Auto-regressive language model, based on the transformer architecture

Model Provider Model License Model Version Model Release
FAIR team of Meta AI Non-commercial bespoke license Version 1 December 2022 - Feb 2023

Model Summary

Meta AI's FAIR team developed the auto-regressive language model LLaMA between December 2022 and February 2023. It is based on the transformer architecture and comes in different sizes, ranging from 7B to 65B parameters. It is intended for research on large language models, such as exploring potential applications, understanding capabilities and limitations, and evaluating and mitigating biases, risks, and toxic and harmful content generations. The primary intended users are researchers in natural language processing, machine learning, and artificial intelligence. The model was trained on data from the Web, and thus reflects biases from this source. It was evaluated on RAI datasets to measure biases exhibited by the model, as well as on eight standard common sense reasoning benchmarks. The data used to train the model contains offensive, harmful, and biased content, and thus the model is not intended to inform decisions about matters central to human life. Risks and harms of large language models include the generation of harmful, offensive, or biased content, and incorrect information. As a foundational model, it should not be used for downstream applications without further investigation and mitigations of risks.

Model Resources

🐱 Github | 📃 Paper | 🔖 About Model

Info

This model card was generated using PromptxAI API querying recent web content sources with large language model generations. As of Feb 2023 it is not possible to query models like GPT-3 (via applications like ChatGPT) on the latest web content. This is because the model is trained on a static dataset and is not updated with new web content. PromptxAI API solves this problem by chaining recent web content sources with large language model outputs. This allows you to query models like GPT-3 on latest web content.

Model Details

Task: Research on large language models

Model Parameters: 7B, 13B, 33B and 65B parameters

Model Training Data: CCNet [67%], C4 [15%], GitHub [4.5%], Wikipedia [4.5%], Books [4.5%], ArXiv [2.5%], Stack Exchange[2%]
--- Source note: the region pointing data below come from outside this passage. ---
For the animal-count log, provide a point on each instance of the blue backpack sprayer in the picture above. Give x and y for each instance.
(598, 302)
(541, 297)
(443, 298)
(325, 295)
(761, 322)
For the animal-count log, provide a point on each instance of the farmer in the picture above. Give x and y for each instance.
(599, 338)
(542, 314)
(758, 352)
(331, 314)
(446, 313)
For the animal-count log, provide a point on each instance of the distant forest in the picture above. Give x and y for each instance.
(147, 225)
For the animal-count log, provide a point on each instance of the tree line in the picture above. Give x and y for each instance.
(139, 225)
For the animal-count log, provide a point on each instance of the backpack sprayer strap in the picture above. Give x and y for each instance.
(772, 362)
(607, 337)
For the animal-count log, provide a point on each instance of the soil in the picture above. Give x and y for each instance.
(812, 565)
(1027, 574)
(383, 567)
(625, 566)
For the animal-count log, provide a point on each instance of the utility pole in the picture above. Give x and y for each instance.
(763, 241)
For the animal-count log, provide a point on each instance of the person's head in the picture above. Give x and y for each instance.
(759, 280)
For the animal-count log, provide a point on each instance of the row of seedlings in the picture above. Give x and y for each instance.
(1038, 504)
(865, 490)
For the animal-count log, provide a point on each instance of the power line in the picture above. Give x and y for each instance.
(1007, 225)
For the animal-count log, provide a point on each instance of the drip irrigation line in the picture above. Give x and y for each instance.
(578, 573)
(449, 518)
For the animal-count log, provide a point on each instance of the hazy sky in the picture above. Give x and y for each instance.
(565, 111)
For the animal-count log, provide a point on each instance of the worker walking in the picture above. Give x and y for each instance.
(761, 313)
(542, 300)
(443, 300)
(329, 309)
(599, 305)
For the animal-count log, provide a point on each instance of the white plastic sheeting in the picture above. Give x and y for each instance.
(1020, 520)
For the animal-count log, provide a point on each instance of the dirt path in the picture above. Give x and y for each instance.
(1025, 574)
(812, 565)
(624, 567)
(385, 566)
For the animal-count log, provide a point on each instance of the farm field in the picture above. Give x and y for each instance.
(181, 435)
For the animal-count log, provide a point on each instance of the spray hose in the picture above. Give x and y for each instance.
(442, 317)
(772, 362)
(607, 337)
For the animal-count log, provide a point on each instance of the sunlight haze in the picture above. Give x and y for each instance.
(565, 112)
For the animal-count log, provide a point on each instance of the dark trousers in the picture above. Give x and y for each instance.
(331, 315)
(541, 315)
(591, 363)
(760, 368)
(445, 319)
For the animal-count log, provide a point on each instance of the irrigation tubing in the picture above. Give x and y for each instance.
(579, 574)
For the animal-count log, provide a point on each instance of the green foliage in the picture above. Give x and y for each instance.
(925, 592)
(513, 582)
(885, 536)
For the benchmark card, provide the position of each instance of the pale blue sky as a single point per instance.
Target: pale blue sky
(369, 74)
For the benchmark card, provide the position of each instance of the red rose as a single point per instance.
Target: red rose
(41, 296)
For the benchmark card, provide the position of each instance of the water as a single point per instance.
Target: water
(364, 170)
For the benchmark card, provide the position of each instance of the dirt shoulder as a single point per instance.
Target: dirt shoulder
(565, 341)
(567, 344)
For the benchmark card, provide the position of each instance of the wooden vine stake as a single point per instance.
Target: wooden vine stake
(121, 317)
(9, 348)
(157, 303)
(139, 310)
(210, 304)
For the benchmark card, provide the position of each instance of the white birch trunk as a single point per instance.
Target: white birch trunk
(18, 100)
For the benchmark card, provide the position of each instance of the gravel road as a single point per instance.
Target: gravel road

Model Evaluation Data: BoolQ, PIQA, SIQA, HellaSwag, WinoGrande, ARC, OpenBookQA, NaturalQuestions, TriviaQA, RACE, MMLU, BIG-bench hard, GSM8k, RealToxicityPrompts, WinoGender, CrowS-Pairs

Model Hyperparameters: Table 1 - Summary of LLama Model Hyperparameters

Model Training Procedure: Kneser-Ney language model and a fastText linear classifier

Model Evaluation Procedure: Evaluated on RAI datasets to measure biases exhibited by the model for gender, religion, race, sexual orientation, age, nationality, disability, physical appearance and socio-economic status, measure the toxicity of model generations, depending on the toxicity of the context used to prompt the model, evaluated on eight standard common sense reasoning benchmarks.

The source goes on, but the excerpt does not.